De plus, la politique est soumise à une temporalité électorale. Un économiste pourra prêcher des réformes à long terme, mais un dirigeant doit composer avec l’urgence du présent et l’impatience de ses électeurs. Là encore, ce qui semble économiquement sensé peut être politiquement suicidaire.

L’économiste : un théoricien face à une réalité chaotique

À l’inverse, si beaucoup d’économistes brillants échouent en politique, ce n’est pas par manque d’intelligence, mais parce qu’ils sont formés à raisonner dans un cadre où la logique prime sur le rapport de force. Or, la politique est tout sauf logique. Elle est faite de perceptions, de symboles et d’émotions.

L’économiste, avec ses modèles et ses statistiques, cherche des équilibres optimaux. Mais la politique ne fonctionne pas sur des courbes et des chiffres : elle est traversée par des intérêts contradictoires, des groupes de pression, des jeux d’influence. Un économiste qui entre en politique avec la conviction que la meilleure solution économique l’emportera sur les intérêts politiques risque de connaître une chute brutale.
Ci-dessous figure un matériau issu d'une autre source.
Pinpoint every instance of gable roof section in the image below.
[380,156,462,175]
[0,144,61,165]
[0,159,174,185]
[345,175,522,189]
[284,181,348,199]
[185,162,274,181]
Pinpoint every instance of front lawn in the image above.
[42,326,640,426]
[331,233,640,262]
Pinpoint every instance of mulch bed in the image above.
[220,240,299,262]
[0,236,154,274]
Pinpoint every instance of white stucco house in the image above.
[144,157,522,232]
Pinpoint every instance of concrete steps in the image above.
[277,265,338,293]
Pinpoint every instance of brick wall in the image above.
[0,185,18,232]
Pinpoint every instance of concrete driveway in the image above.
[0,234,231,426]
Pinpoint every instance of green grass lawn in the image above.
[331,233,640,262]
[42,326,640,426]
Un exemple frappant est celui des politiques d’austérité. De nombreux économistes affirment que réduire les déficits est une priorité absolue pour assurer la stabilité financière d’un pays. Mais politiquement, les mesures d’austérité sont souvent un poison électoral : elles provoquent du mécontentement, des manifestations et, parfois, l’effondrement des gouvernements qui les mettent en œuvre. Ce décalage entre l’évidence économique et la réalité politique illustre bien la difficulté d’être à la fois économiste et politicien.

Une complémentarité indispensable

Plutôt que de voir cette séparation comme un problème, il faut la considérer comme une nécessité. L’économiste est là pour éclairer les débats, pour proposer des pistes rationnelles, mais il ne peut pas gouverner seul. Le politique, lui, doit écouter les économistes, mais aussi les sociologues, les citoyens, et composer avec les rapports de force.
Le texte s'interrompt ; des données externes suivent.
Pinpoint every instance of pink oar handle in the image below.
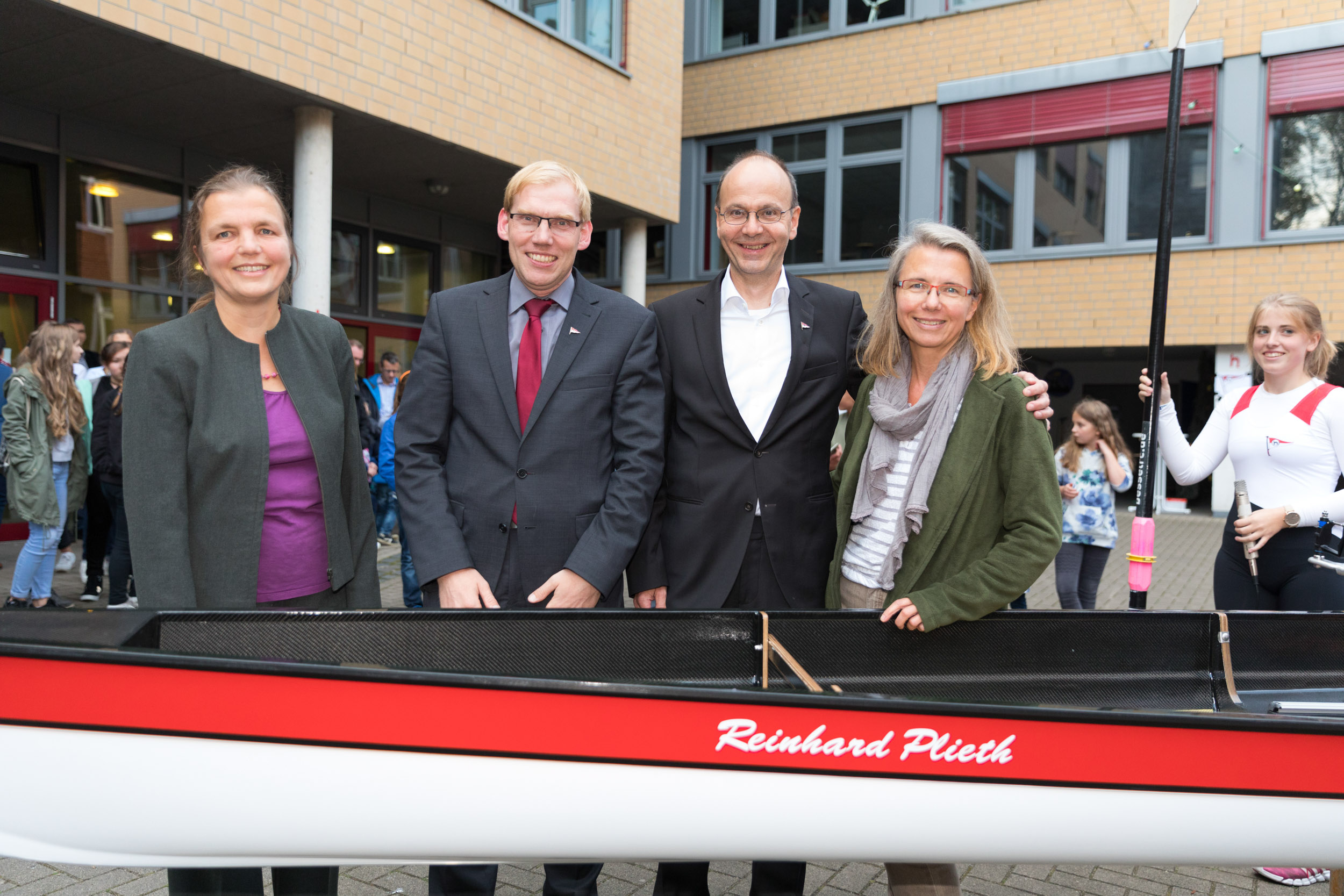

Le danger survient lorsque l’un tente de jouer le rôle de l’autre. Un politicien qui se prend pour un économiste risque de prendre des décisions déconnectées de la réalité sociale. Un économiste qui veut faire de la politique risque de sous-estimer la complexité du pouvoir.

C’est pourquoi il est préférable que chacun reste à sa place. L’économiste doit fournir des analyses, alerter sur les risques, mais il ne doit pas imposer ses conclusions comme des vérités absolues. Le politique, quant à lui, doit prendre en compte ces analyses tout en intégrant les dimensions humaines et stratégiques du pouvoir.
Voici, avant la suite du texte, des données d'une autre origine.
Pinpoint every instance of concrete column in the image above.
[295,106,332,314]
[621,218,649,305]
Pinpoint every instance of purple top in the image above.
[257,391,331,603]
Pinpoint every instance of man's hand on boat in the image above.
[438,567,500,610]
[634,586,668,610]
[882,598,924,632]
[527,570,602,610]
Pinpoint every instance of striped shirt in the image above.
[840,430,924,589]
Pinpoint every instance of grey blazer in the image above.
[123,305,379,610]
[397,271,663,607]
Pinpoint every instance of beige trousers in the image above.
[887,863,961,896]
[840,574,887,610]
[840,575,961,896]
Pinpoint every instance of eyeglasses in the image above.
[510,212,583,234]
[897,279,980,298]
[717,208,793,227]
Un équilibre fragile mais nécessaire

L’économie et la politique sont deux disciplines inséparables mais distinctes. Vouloir fusionner les deux reviendrait à créer des décideurs aveuglés par la technocratie ou des économistes réduits à des politiciens opportunistes.

Si beaucoup d’hommes politiques ne comprennent rien à l’économie, c’est parce que leur mission est avant tout de gouverner un peuple, pas de maximiser des courbes de croissance. Et si beaucoup d’économistes sont déconnectés des réalités politiques, c’est parce qu’ils cherchent des vérités universelles dans un monde où tout est relatif.

Au final, ce cloisonnement est peut-être la meilleure garantie d’un équilibre fragile mais nécessaire entre rationalité et pragmatisme. Car un monde gouverné par des techniciens serait froid et insensible, tandis qu’un monde dirigé sans aucun regard économique sombrerait dans l’improvisation. L’essentiel est de faire dialoguer ces deux mondes sans jamais les confondre.